Hausfrau by Jill Alexander Essbaum

What is it with this recent spate of books about hateful women doing terrible things and being just generally awful people? Ok, spate might be an exaggeration, but I feel like there’s a real trend in books lately about unsympathetic female protagonists; selfish women, living selfish lives and not reaching any sort of redemption. I think this ‘unforgivable women’ sub-genre is one of my least favourite types of book to read.

IMG_20160326_105431In Hausfrau, Anna is the awful person in question.

Don’t worry, knowing that she’s less than wonderful is no spoiler – the first line of the book sets this up pretty well: “Anna was a good wife, mostly”. Although, if you ask me, this is a mild assessment of Anna’s qualities as a wife – I didn’t see much evidence that Anna was a good wife even some of the time. But I guess that all depends on your definition of a good wife. Maybe my assessment of Anna says more about me than it does about her.

Anna is a married mother of three, living in a foreign country where she feels completely out of place and out of control. She doesn’t speak the language, although this, at least, she does something about by enrolling in German classes. She has no friends, at least no one she truly likes and can rely on, her husband is cold and aloof, but loves her in his way, her mother-in-law, while helpful with the children, wants almost nothing to do with her. Maybe all of these things, in some way, add up to somewhere in the vicinity of an excuse for her behaviour. Except, I don’t really believe that. Once again, I think review of this book might be more revealing about my own personal take on life than what the book is saying. So many times I just wanted to shake Anna and say ‘stop your whining and just sort your fucking rig out woman’. Clearly I missed my calling as a therapist…;)

I found it incredibly hard to sympathise with this person who hurt people with a reckless abandon – her husband, her children and pretty much anyone who came into contact with her. And what’s worse was that she was self-aware enough to see the hurt she was causing, she just didn’t have the courage/motivation/care-factor to do something about it. It was incredibly frustrating to read, and if this hadn’t been for book club I’m not sure I would have finished it.

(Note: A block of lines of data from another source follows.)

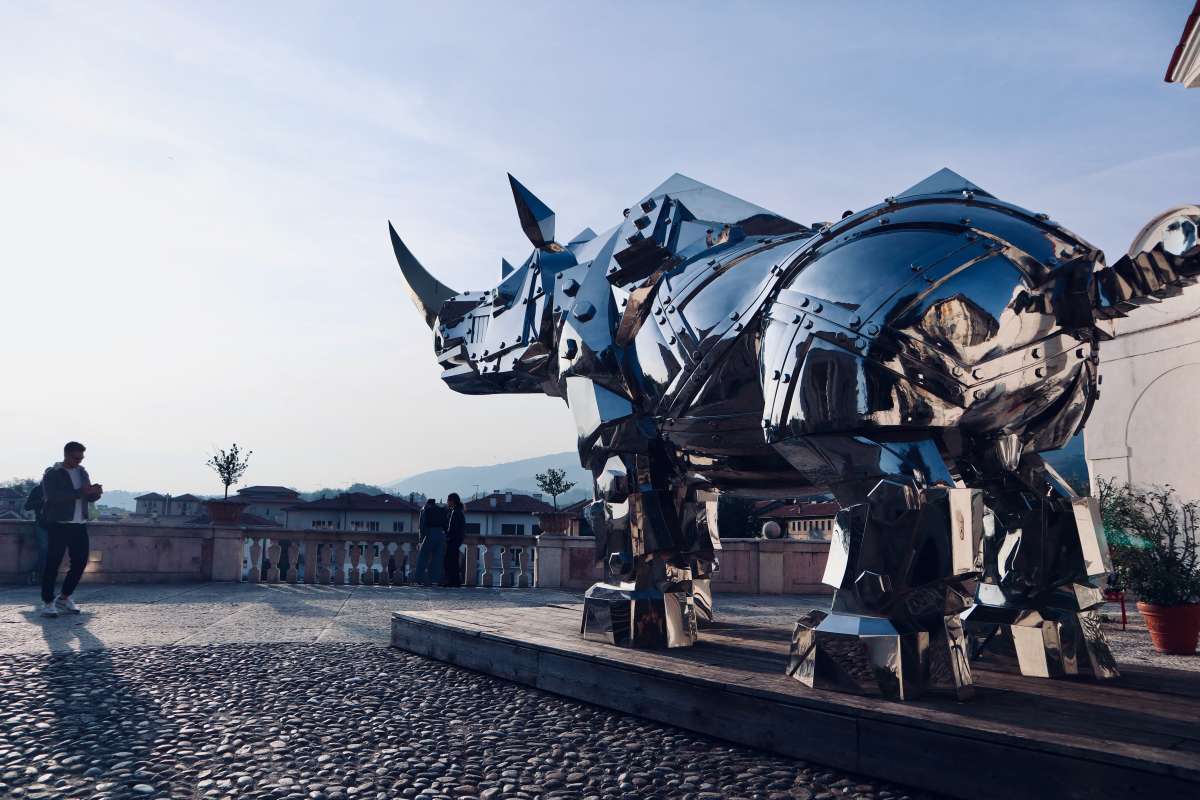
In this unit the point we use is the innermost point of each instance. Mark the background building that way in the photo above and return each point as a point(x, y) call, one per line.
point(268, 501)
point(504, 513)
point(809, 519)
point(1145, 427)
point(384, 513)
point(1185, 66)
point(12, 503)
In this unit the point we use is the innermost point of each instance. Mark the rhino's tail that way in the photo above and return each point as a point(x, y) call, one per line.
point(1163, 259)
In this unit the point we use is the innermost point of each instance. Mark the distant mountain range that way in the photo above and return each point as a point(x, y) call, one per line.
point(120, 499)
point(519, 476)
point(511, 475)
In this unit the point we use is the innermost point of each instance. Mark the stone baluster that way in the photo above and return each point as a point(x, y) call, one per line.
point(256, 561)
point(339, 563)
point(496, 564)
point(509, 554)
point(311, 561)
point(471, 564)
point(355, 554)
point(527, 566)
point(406, 560)
point(273, 555)
point(377, 570)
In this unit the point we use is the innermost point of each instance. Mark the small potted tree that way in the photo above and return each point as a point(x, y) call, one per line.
point(229, 465)
point(553, 482)
point(1153, 537)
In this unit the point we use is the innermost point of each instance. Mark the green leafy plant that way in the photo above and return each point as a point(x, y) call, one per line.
point(1153, 539)
point(229, 465)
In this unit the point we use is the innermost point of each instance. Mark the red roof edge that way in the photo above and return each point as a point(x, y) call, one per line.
point(1183, 40)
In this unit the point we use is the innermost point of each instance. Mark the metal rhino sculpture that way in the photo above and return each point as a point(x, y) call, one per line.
point(911, 359)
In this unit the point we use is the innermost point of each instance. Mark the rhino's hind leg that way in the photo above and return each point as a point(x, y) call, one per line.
point(659, 555)
point(1037, 605)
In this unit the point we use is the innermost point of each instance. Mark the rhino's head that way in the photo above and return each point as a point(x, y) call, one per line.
point(499, 340)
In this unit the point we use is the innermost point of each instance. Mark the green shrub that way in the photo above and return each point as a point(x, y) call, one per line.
point(1153, 540)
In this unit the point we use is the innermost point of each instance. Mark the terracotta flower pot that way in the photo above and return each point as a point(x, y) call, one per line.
point(1175, 630)
point(553, 522)
point(225, 512)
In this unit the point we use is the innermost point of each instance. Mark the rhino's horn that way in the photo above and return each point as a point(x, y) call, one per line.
point(427, 293)
point(537, 218)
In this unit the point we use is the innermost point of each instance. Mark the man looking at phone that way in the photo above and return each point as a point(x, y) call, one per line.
point(67, 491)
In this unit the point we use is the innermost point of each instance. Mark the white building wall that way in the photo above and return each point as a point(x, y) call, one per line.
point(345, 519)
point(1145, 427)
point(492, 523)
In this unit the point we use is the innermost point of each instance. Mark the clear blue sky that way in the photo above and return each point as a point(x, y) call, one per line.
point(195, 196)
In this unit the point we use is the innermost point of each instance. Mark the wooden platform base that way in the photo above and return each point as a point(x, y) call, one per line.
point(1019, 738)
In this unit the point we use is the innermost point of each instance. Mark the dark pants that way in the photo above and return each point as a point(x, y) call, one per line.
point(451, 570)
point(71, 539)
point(43, 548)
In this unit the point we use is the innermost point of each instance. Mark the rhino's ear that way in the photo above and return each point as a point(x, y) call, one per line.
point(427, 293)
point(537, 218)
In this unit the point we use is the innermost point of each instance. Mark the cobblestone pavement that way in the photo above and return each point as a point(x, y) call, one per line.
point(347, 720)
point(217, 613)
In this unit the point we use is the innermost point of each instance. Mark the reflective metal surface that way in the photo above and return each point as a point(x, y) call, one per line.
point(912, 359)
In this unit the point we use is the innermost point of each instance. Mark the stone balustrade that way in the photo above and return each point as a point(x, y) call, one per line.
point(353, 558)
point(166, 553)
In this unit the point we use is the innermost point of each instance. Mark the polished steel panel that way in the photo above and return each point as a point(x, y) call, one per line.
point(911, 360)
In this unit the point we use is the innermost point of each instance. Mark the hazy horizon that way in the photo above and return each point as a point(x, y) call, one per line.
point(196, 197)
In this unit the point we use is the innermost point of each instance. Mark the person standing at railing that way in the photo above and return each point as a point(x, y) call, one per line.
point(67, 491)
point(456, 529)
point(432, 545)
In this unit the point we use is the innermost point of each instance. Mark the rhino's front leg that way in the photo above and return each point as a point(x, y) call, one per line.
point(1043, 558)
point(901, 559)
point(659, 553)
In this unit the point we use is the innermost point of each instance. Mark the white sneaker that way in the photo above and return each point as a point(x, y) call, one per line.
point(66, 605)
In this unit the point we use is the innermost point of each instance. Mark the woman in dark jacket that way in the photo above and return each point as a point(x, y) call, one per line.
point(456, 528)
point(431, 548)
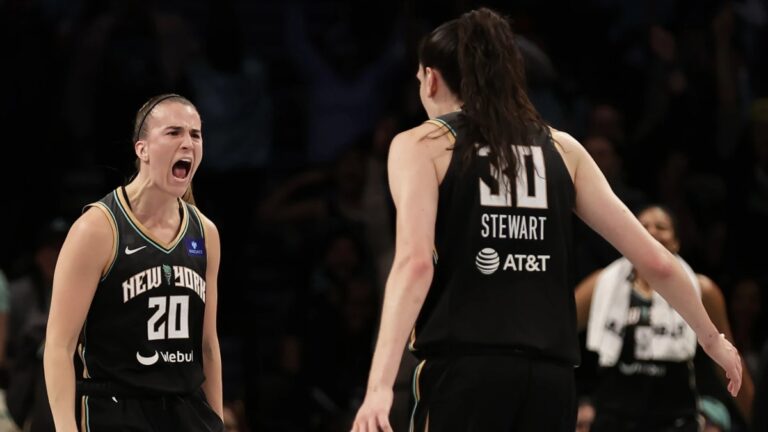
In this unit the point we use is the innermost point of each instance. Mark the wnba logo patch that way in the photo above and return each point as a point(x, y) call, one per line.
point(487, 261)
point(195, 247)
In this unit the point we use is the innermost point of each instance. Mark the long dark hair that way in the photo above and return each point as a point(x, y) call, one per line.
point(140, 130)
point(480, 62)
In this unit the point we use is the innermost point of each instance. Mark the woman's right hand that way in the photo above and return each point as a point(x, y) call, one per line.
point(724, 354)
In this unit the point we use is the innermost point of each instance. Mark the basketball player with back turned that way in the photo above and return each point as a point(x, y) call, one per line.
point(136, 284)
point(481, 279)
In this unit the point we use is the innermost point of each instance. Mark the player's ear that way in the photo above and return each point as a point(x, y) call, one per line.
point(140, 147)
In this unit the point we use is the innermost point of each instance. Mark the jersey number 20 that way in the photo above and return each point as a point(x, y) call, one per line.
point(530, 185)
point(176, 324)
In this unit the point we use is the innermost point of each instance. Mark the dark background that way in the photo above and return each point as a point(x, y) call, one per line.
point(299, 100)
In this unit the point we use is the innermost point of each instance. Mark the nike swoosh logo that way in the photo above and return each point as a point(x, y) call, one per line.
point(129, 251)
point(147, 361)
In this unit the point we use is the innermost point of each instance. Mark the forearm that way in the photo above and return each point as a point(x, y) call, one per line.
point(405, 293)
point(212, 386)
point(677, 289)
point(60, 383)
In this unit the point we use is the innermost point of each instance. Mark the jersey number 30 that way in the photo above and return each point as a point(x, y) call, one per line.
point(176, 323)
point(530, 185)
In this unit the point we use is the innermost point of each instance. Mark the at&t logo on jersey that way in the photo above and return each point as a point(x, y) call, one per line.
point(488, 262)
point(165, 356)
point(195, 247)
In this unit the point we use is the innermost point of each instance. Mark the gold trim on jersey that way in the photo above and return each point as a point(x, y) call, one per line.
point(412, 340)
point(199, 218)
point(81, 352)
point(115, 237)
point(84, 424)
point(145, 232)
point(417, 392)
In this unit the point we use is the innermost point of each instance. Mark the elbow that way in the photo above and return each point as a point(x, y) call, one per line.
point(660, 266)
point(417, 266)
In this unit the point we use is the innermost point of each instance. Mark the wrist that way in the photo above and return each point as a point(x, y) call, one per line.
point(709, 338)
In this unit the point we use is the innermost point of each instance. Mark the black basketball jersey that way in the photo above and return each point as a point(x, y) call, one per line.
point(503, 257)
point(639, 389)
point(145, 324)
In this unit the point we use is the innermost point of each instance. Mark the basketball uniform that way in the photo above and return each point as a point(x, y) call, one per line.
point(496, 335)
point(141, 344)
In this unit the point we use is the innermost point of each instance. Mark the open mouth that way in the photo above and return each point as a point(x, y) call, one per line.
point(182, 168)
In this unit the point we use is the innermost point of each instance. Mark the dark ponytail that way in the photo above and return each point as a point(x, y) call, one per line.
point(481, 63)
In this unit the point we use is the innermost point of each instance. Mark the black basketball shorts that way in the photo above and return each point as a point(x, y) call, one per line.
point(493, 393)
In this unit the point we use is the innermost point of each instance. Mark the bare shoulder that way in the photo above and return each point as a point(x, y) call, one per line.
point(94, 226)
point(565, 142)
point(570, 149)
point(92, 235)
point(426, 139)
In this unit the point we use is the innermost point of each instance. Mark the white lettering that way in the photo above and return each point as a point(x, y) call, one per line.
point(516, 227)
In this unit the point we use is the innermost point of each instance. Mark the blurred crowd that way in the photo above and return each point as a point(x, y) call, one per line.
point(299, 102)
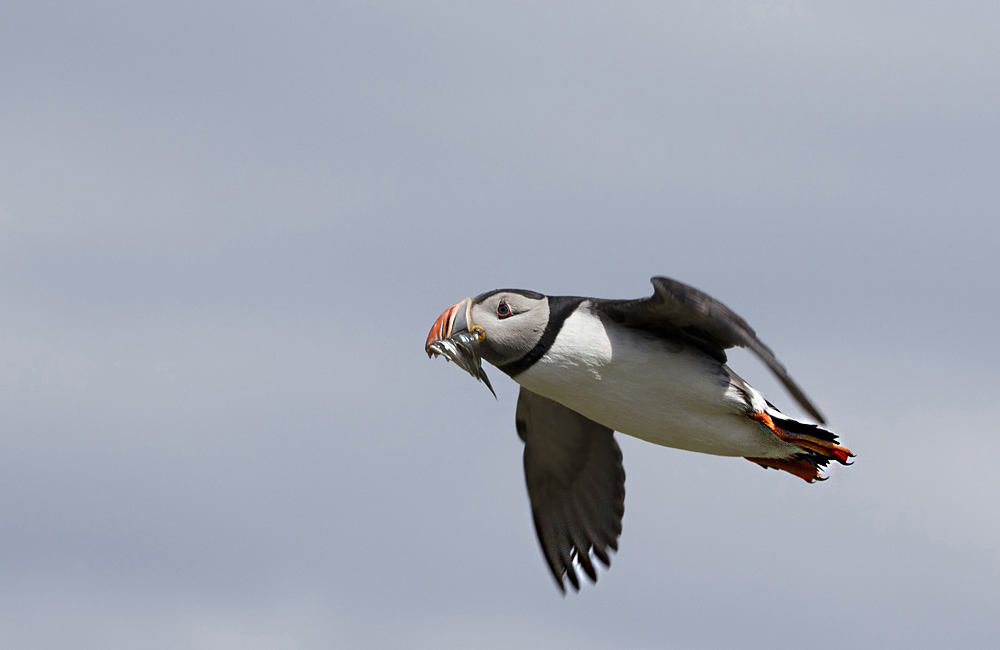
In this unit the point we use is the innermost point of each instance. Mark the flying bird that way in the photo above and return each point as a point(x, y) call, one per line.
point(654, 368)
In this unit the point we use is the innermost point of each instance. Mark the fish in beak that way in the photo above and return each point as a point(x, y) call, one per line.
point(454, 337)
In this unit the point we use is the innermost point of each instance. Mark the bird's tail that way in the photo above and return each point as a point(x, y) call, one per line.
point(818, 446)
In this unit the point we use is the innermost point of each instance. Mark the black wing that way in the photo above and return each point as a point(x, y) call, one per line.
point(576, 484)
point(679, 311)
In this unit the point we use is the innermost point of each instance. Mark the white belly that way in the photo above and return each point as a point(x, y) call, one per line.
point(647, 388)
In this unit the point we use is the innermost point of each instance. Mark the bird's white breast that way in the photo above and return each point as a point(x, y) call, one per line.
point(644, 386)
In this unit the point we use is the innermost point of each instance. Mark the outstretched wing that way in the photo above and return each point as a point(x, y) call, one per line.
point(576, 484)
point(676, 310)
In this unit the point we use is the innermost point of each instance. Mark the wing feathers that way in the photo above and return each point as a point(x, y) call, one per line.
point(576, 485)
point(677, 310)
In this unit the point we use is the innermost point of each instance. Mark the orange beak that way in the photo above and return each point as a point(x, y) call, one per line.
point(455, 319)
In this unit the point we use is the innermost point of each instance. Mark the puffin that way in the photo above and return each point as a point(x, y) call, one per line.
point(653, 368)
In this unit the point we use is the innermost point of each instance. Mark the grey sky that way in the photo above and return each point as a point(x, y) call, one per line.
point(226, 229)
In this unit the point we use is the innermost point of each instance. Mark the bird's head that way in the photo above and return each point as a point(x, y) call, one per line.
point(507, 323)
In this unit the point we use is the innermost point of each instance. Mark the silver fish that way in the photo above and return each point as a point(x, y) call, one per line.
point(463, 349)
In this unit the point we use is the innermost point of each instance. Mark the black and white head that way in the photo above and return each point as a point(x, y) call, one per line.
point(509, 323)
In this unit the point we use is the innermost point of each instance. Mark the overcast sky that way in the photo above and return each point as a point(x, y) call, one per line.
point(226, 228)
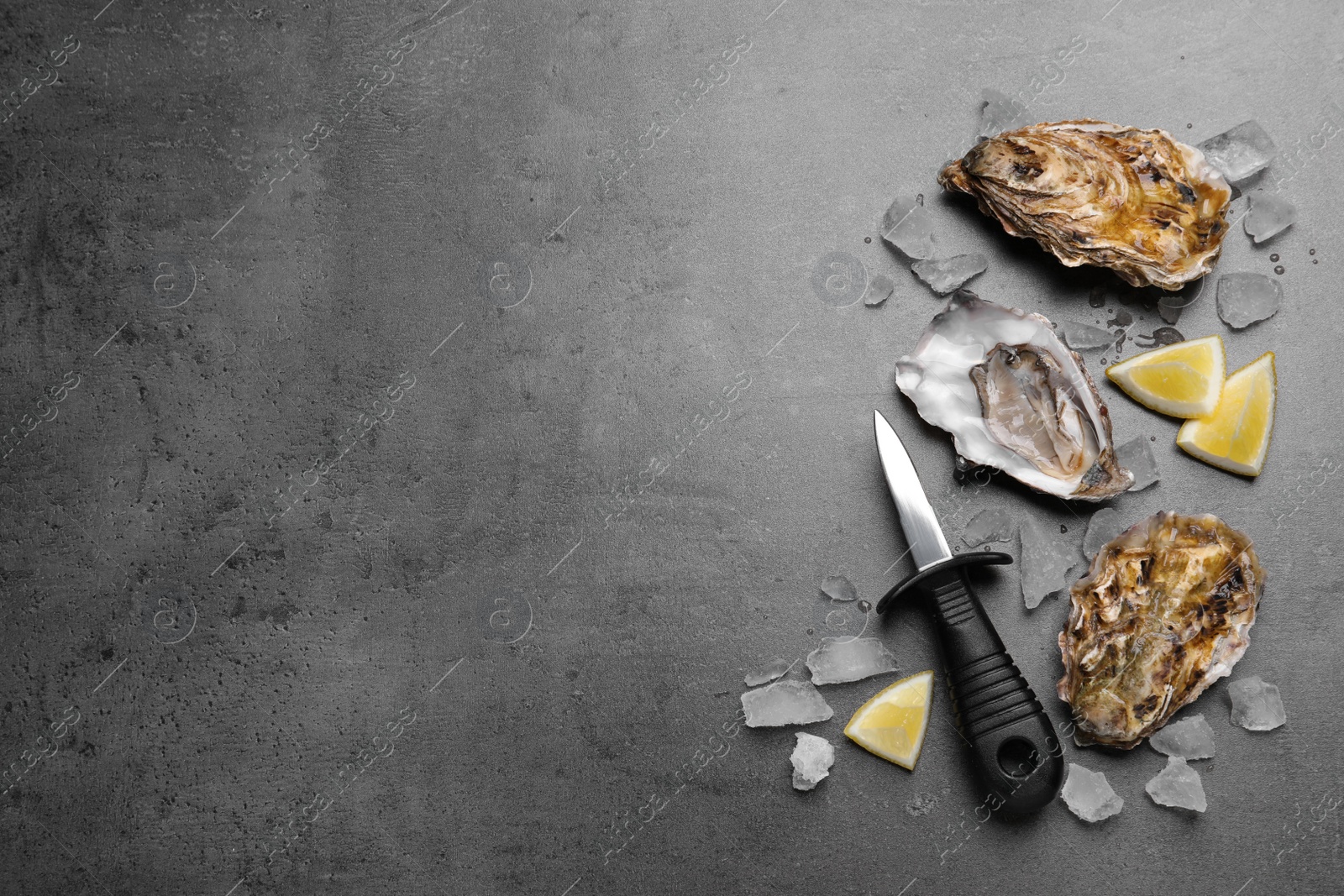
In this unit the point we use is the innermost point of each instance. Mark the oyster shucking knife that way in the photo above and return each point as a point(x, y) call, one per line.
point(1014, 746)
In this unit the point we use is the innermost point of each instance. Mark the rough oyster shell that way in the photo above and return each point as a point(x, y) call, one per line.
point(1164, 613)
point(1090, 192)
point(1015, 398)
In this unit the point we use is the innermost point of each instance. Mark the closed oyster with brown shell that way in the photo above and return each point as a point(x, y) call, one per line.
point(1163, 613)
point(1137, 202)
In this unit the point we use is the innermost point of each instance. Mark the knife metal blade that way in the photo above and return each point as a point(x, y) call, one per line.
point(917, 517)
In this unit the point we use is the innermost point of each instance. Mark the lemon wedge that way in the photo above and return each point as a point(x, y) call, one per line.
point(1183, 379)
point(1236, 437)
point(894, 721)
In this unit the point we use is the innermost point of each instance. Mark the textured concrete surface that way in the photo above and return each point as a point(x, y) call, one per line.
point(420, 419)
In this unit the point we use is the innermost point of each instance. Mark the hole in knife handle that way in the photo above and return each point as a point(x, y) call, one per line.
point(1018, 758)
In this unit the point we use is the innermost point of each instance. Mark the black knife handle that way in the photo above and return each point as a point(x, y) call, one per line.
point(1014, 746)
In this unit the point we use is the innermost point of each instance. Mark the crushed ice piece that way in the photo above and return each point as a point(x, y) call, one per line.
point(1089, 794)
point(785, 703)
point(947, 275)
point(1000, 113)
point(1178, 785)
point(1189, 739)
point(839, 589)
point(1245, 298)
point(766, 673)
point(1045, 560)
point(839, 660)
point(909, 226)
point(879, 289)
point(1269, 215)
point(1104, 526)
point(812, 759)
point(1137, 457)
point(921, 805)
point(1240, 152)
point(1257, 705)
point(988, 526)
point(1084, 336)
point(1159, 338)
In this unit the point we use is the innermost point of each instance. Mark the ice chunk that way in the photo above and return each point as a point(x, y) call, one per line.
point(1137, 457)
point(1256, 705)
point(1189, 739)
point(1169, 307)
point(1178, 785)
point(909, 226)
point(839, 660)
point(839, 589)
point(1245, 298)
point(766, 673)
point(947, 275)
point(1160, 336)
point(1084, 336)
point(1104, 526)
point(785, 703)
point(1240, 152)
point(1269, 215)
point(812, 759)
point(1000, 113)
point(1045, 560)
point(1089, 795)
point(879, 288)
point(988, 526)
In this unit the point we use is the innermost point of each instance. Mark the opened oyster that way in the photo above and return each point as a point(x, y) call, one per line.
point(1090, 192)
point(1014, 398)
point(1163, 613)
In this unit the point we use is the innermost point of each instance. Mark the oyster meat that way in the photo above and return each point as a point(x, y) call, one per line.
point(1163, 613)
point(1137, 202)
point(1015, 398)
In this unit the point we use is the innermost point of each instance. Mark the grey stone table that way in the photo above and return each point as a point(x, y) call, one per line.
point(420, 419)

Most of the time, I didn’t feel like her actions necessarily justified her situation, and I think that’s a real failure of the writing. Because a great writer should have been able to make even the most cold-hearted of readers (present and accounted for) feel at least something for Anna – by the end, all I had was indifference for her fate. And I have to believe that wasn’t what Essbaum was shooting for.

So, as you can probably tell, I wasn’t a big fan of Hausfrau – but it got some good press when it was released, so I’d love to hear from you if you’ve read it.

I’m giving this one 5 out of 10 adulterers.